Tak hanya itu, Prancis juga menunjuk Jean-Baptiste Fèvre sebagai kuasa usaha di Kedutaan Besar Prancis di Suriah.

Yang lebih mencolok adalah cepatnya Presiden Emmanuel Macron menyampaikan ucapan selamat kepada Ahmad Al-Sharaa atas pelantikannya sebagai presiden Suriah.

Ia bahkan langsung mengundangnya berkunjung ke Prancis, meski undangan itu dibarengi sejumlah syarat politik.

Pembentukan pemerintahan inklusif yang mewakili seluruh spektrum masyarakat sipil Suriah, serta jaminan keamanan yang memadai untuk memungkinkan kembalinya jutaan pengungsi ke kota dan desa asal mereka.
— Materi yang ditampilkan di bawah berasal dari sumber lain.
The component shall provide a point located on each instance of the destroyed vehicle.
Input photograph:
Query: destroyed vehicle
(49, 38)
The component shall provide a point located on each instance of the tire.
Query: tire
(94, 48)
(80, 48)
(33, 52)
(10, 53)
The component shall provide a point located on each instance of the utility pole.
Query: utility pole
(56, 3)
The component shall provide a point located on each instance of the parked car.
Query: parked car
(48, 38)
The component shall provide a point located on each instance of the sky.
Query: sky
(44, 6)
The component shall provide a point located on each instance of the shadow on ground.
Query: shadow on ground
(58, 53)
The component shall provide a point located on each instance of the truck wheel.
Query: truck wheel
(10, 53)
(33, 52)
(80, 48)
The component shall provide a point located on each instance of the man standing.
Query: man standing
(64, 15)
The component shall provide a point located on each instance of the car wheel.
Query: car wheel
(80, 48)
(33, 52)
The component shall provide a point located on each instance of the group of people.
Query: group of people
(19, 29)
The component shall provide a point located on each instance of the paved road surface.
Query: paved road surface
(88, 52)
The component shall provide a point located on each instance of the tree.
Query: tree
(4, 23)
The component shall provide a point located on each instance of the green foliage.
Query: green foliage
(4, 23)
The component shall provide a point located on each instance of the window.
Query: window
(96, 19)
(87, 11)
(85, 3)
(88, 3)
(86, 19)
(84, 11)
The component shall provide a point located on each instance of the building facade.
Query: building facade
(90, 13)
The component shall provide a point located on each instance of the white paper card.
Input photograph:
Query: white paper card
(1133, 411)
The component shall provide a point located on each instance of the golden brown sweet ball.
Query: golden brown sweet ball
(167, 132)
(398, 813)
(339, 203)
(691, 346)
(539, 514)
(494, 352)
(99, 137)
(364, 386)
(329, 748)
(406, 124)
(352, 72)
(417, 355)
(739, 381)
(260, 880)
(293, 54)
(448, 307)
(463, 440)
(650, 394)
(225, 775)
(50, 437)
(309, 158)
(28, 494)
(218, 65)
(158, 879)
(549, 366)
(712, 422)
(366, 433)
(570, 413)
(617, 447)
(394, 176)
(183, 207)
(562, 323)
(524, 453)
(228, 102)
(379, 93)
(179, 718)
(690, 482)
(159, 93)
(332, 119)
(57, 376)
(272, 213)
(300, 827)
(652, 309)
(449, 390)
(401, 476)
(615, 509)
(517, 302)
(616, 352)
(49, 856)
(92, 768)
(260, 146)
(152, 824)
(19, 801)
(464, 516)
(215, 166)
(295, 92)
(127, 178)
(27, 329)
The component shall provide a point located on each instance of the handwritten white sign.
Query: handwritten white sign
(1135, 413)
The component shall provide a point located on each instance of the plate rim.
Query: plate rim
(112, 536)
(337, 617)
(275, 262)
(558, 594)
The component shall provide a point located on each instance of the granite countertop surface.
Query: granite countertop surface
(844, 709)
Pertanyaan yang muncul kemudian adalah: apa sebenarnya yang diinginkan Presiden Macron dari mitranya di Suriah?

Pertama-tama, kehadiran Al-Sharaa di Paris menegaskan keseriusan Prancis dalam merespons dinamika baru di Suriah.

Ini adalah buah dari upaya otoritas baru di Damaskus untuk membangun kembali relasi internasional mereka, sekaligus memecah isolasi politik yang sudah berlangsung bertahun-tahun.

Tujuannya jelas, membuka akses ke Eropa guna mendorong pencabutan, atau setidaknya pelonggaran, sanksi internasional serta menggalang dukungan untuk proses pemulihan awal, rekonstruksi, dan bantuan ekonomi serta teknis yang sangat dibutuhkan.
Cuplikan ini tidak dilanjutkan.